Sonia Ruiz

A new Yale study has shed light on the ancestors of the modern lamprey, a vertebrate belonging to the family of jawless fish with toothed, sucking mouths.

Researchers in Yale’s Department of Geology & Geophysics have recently identified the proper classification for the elusive “Tully Monster,” or Tullimonstrum gregarium, an ancient vertebrate native to the Midwestern United States. The team discovered that the creature was a vertebrate that belonged to the stem lamprey family. The researchers said that by classifying this organism as a vertebrate lamprey, they have redefined the boundaries of the entire lamprey family tree. The findings were published in the journal Nature last month.

“There are a lot of fossils in the fossil record that are unidentified — but they’re around 500 or 600 years old,” said senior study author Victoria McCoy GRD ’15, who is currently a postdoctoral fellow at the University of Leicester. “But with the Tully Monster, it was really strange to have something that young — 300 million years old — with this distinctive of a morphology that was still unidentified.”

Scientists had been struggling to classify the Tully Monster since the 1950s. Erin Saupe, study co-author and postdoctoral associate in Yale’s Department of Geology & Geophysics, emphasized that the Tully Monster has such a “strange combination of features” that it was originally suspected to be everything from a gastropod, to a worm, to a vertebrate.

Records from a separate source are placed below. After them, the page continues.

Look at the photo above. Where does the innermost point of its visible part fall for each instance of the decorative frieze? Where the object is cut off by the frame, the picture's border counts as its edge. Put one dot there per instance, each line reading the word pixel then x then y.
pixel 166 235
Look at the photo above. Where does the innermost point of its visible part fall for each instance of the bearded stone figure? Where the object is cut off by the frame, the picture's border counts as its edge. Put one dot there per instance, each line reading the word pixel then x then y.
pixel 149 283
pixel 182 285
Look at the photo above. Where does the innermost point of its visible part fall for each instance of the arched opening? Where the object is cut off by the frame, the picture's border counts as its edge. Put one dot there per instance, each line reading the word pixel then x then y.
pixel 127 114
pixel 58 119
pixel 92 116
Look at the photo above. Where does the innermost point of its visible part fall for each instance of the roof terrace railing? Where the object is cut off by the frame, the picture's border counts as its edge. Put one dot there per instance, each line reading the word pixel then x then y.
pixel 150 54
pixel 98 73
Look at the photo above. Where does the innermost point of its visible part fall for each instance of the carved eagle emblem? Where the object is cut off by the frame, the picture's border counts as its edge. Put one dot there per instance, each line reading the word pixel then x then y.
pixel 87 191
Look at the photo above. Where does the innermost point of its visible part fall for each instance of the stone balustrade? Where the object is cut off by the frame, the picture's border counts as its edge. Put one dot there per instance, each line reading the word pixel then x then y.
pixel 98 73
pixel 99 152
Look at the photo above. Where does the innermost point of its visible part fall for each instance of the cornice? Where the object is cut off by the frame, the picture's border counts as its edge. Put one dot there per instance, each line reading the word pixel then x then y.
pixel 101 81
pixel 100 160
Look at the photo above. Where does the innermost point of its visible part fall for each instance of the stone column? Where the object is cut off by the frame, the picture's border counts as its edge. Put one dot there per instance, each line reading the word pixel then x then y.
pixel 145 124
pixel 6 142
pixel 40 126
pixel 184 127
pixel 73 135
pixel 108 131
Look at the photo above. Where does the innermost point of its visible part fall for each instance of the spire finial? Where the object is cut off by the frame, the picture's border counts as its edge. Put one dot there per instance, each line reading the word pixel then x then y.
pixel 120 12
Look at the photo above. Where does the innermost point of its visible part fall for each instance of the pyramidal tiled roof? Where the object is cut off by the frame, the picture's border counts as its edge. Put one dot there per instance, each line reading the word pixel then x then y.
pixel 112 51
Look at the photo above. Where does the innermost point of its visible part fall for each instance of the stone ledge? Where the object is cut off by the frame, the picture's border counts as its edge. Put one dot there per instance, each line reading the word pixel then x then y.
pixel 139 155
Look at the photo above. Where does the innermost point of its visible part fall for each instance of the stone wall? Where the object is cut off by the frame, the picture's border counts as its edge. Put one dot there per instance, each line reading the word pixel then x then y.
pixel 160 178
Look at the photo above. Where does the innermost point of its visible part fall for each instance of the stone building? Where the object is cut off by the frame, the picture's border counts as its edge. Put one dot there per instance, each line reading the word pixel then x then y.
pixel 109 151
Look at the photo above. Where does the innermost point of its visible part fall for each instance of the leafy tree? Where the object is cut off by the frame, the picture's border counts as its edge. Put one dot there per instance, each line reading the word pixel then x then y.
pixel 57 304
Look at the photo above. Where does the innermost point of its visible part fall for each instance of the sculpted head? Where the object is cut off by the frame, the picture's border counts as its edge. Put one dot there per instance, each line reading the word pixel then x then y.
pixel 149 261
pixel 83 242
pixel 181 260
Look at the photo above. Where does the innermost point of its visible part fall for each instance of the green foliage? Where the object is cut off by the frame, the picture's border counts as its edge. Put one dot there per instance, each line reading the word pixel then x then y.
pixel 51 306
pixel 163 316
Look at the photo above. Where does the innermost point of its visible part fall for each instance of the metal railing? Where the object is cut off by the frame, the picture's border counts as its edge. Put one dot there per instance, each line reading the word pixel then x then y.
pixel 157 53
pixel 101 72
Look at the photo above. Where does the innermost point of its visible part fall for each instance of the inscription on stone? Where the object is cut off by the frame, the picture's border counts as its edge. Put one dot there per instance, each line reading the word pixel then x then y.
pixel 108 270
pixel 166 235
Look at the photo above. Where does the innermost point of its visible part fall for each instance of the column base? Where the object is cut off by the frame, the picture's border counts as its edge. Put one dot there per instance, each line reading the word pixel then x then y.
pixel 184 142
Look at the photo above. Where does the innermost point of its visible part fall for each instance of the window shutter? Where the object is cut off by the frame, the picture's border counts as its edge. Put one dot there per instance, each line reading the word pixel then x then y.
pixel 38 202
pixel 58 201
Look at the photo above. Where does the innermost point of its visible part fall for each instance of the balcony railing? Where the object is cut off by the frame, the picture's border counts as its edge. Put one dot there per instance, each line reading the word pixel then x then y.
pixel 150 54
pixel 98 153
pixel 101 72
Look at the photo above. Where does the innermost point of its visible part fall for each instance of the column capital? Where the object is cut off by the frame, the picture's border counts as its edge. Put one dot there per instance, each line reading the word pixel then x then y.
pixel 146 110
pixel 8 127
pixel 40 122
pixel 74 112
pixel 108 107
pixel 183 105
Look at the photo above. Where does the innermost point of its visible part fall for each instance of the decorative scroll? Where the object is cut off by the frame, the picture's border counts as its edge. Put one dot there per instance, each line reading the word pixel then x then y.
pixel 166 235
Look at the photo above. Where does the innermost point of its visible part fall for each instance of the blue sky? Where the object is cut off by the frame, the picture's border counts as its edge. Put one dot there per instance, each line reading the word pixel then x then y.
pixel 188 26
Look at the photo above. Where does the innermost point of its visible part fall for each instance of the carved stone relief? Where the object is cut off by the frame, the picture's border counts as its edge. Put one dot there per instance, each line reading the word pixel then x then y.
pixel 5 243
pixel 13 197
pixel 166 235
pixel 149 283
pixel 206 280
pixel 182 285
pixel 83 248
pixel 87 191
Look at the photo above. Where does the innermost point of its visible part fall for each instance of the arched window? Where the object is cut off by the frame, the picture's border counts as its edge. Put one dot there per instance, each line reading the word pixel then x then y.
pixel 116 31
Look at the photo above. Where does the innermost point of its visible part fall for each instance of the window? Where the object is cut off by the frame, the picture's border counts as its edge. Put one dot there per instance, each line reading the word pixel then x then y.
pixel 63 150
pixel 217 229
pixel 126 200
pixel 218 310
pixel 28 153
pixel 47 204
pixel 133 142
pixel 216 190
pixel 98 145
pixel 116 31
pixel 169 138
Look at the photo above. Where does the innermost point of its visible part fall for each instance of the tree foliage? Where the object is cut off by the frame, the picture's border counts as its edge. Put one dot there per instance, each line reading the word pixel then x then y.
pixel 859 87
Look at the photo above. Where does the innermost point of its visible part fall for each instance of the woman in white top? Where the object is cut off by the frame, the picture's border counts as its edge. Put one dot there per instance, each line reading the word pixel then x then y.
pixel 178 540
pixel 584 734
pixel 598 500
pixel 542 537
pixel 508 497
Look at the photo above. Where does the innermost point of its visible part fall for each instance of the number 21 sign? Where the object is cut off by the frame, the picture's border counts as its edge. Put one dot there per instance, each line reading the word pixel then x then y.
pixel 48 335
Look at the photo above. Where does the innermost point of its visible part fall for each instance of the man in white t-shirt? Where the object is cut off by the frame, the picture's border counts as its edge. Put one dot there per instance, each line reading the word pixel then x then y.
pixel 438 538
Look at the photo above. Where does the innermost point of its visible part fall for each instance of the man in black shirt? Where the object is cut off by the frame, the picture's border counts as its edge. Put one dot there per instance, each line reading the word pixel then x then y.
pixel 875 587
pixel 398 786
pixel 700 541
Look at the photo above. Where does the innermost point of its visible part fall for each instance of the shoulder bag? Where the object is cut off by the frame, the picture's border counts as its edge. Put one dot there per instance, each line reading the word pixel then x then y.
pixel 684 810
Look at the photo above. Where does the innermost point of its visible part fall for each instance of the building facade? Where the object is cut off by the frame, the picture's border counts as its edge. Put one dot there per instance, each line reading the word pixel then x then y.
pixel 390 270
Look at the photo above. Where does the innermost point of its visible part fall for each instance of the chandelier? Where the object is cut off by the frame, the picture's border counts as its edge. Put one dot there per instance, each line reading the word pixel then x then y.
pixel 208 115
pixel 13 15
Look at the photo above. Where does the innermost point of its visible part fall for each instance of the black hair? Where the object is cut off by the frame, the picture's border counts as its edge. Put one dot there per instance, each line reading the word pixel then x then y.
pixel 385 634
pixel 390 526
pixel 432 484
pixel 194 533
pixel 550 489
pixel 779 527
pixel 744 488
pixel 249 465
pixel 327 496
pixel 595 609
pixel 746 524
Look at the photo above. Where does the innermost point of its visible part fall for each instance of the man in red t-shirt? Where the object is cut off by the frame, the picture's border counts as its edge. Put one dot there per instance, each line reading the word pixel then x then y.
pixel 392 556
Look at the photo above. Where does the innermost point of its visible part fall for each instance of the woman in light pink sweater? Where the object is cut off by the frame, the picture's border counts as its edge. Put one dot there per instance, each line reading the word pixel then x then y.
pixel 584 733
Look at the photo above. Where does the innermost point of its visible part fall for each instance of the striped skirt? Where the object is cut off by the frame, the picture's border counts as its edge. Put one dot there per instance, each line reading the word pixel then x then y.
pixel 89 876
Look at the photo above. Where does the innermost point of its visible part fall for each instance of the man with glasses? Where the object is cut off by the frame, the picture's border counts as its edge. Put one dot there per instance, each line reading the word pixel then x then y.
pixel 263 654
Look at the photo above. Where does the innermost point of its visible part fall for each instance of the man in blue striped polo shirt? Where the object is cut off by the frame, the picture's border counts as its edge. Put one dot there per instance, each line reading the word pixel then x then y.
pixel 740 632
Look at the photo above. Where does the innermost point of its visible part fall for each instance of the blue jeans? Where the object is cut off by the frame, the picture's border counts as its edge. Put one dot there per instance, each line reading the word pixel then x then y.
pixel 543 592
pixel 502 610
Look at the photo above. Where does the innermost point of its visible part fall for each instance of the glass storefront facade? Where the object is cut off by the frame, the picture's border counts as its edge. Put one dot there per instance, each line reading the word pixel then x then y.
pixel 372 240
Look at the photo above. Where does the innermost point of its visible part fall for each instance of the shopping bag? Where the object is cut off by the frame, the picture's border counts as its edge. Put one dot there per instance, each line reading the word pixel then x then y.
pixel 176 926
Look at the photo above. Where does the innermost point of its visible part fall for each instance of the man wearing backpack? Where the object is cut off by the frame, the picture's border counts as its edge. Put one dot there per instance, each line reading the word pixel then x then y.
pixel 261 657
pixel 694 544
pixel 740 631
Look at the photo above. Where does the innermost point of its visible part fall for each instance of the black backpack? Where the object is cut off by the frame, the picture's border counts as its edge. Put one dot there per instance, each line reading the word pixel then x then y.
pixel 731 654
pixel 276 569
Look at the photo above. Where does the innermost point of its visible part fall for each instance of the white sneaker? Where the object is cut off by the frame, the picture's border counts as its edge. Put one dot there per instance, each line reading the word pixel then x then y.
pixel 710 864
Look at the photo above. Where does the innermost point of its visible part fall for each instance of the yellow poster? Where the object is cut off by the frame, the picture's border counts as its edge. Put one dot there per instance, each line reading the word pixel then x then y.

McCoy also said the research was ambiguous, describing the potential implications of a shift in biological classifications.

“With the Tully Monster, we found we had two options: Was it a member of a new group or a strange representation of a current group?” McCoy said. “If it was a new group, then we’d have to add a new branch to the tree.”

After a thorough investigation, the research team found that the Tully Monster turned out to be a “strange representation” of the existing lamprey group.

“We found that [the Tully Monster] was a vertebrate and was related to the lampreys, which means that the lampreys were much more diversified than we originally believed,” McCoy said.

Sean McMahon, a co-author of the study and a postdoctoral associate in the G&G Department, said the most salient finding was that the mysterious creature was a vertebrate.

According to McMahon, the study was born out of a collaboration between researchers in G&G professor Derek Briggs’ research group, during which McCoy asked they revisit the Tully Monster fossils using modern technology. The group divided the project into several parts, and some members looked at the creature’s teeth while others examined the method of fossilization, McMahon said.

This classification process was carried out through a combination of modern techniques including elemental mapping — images showing spatial distributions of elements in a sample — examination of morphology — the relationship between form and structure of a living organism — and investigation of fossilization methods. While all parts of the fossil were examined, special attention was given to a particular light line running from the eyes to the end of the tail, McCoy said.

“This [line] was previously interpreted as the gut, but it didn’t seem consistent with other guts we had seen. Then, when I was reading up on lampreys and hagfish, I saw that those groups have a very similar feature — this was identified in the lampreys and hagfish as a notochord.”

A notochord is a skeletal rod supporting the body, and is found in all vertebrates. The identification of this structure completed the puzzle and allowed the researchers to come to conclusively classify the creature, McMahon said.

Using these new findings about the Tully Monster, McCoy was able to support a current hypothesis on the lamprey family. Modern lampreys are all very similar, but, based on the classification of the Tully Monster, the researchers hypothesized that today’s lampreys are just one small remnant group of what was once a large and diversified group, McCoy said.

“Tully Monster is the first discovered fossil in the lamprey division that is wildly different-looking from its present-day members — are there more?” McCoy said.

Saupe said the team hopes to investigate the methods of fossilization in the area where the Tully Monster was discovered: the Mazon Creek fossil sites of northern Illinois.

“There are still a lot of questions about the Mazon Creek assemblage. We still don’t know why these fossils formed where they did,” Saupe said. “And questions still remain from the Tully Monster research project … Is it a predator or a scavenger? How did it swim?” McCoy added.

In 1989, the Tully Monster was officially declared the state fossil of Illinois.